特にバレンタインデーやホワイトデーの時期を中心に、フィアット愛好家のみならずイタリア車ファンが毎年楽しみにしている方も多いはず。FIAT500(チンクエチェント)のミニカーなどがパッケージングされていて、自動車好きな方へのプレゼントとしても人気のイタリアン・チョコレートなのだ!
マイアーニ(Majani)は歴史あるチョコレート工房
ボローニャの老舗チョコレートメーカー『Maiani マイアーニ』により世に送り出されるFIATチョコ「Cremino クレミーノ」は、選りすぐられたヘーゼルナッツとアーモンドを、絶妙な配合でミルクチョコレートと組み合わせた高品質なチョコレート。
これがまた、実に美味しい。
Majaniというスペルから「マジャーニ」と読みたくはなるものの、発音はマイアーニ。「J」というアルファベットはイタリア語ではあまり使われない文字で、音も濁らないことが多い。(たとえばJuventusユベントスとか)
ちなみに、FIATチョコレートについては、以前にcinquecentistaの方でも紹介しています。
フィアット社の前身となる"Società Anonima Fabbrica Italiana di Automobili"は、自動車への情熱から集ったピエモンテ貴族たちの主導で、1899年7月11日に北イタリアの旧首都『トリノ Torino』の街に設立された。
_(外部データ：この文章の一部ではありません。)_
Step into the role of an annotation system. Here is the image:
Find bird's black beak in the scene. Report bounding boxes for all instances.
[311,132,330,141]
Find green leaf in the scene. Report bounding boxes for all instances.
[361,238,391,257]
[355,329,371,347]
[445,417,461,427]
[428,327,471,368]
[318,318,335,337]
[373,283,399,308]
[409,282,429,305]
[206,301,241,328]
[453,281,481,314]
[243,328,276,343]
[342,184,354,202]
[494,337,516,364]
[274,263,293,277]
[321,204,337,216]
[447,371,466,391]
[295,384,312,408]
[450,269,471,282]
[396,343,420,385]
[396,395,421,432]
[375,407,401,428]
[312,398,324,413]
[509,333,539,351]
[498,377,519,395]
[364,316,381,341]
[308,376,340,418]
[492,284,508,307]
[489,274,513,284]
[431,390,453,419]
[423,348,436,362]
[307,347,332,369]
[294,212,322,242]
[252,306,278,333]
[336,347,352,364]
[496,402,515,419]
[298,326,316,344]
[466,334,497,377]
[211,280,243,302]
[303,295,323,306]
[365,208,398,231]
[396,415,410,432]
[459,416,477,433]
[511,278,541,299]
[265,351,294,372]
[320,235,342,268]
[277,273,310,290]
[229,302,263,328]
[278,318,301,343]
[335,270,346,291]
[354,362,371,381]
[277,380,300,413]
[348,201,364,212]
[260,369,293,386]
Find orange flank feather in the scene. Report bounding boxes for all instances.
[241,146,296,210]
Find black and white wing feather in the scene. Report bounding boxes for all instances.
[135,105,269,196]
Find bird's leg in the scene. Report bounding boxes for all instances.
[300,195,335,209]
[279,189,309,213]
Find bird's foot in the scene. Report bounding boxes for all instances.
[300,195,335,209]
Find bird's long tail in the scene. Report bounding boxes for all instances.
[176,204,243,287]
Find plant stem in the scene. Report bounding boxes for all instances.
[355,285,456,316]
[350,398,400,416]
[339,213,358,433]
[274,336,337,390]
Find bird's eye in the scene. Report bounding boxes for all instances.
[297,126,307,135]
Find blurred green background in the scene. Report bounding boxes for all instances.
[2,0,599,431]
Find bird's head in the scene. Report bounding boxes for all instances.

ほどなくして社名を変更し『FIAT フィアット』社の誕生となるのだが、それは"Fabbrica Italiana Automobili Torino"(トリノ・イタリア自動車工場)の頭文字である。この"fiat"はラテン語源でもあり、「なる、生まれる」すなわち「be it」というニュアンスの意味も持つ。
さて、フィアットチョコレート誕生のきっかけとなった『FIAT Tipo4(ティーポ4)』だが、1911年当時をもって時速95キロにも達することの出来た高級車であった。1910年から1918年まで製造されたティーポ4は「Fiat 30-45 HP」とも呼ばれていた。
1915年以降、12Vの電気システムが設置され、当時としては実験的だった3つのフロントライトにその電力を供給していた。第一次世界大戦前にはヴィットリオ・エマヌエーレ三世のための車としても活躍し、第二次世界大戦が始まるまで使われたそうだ。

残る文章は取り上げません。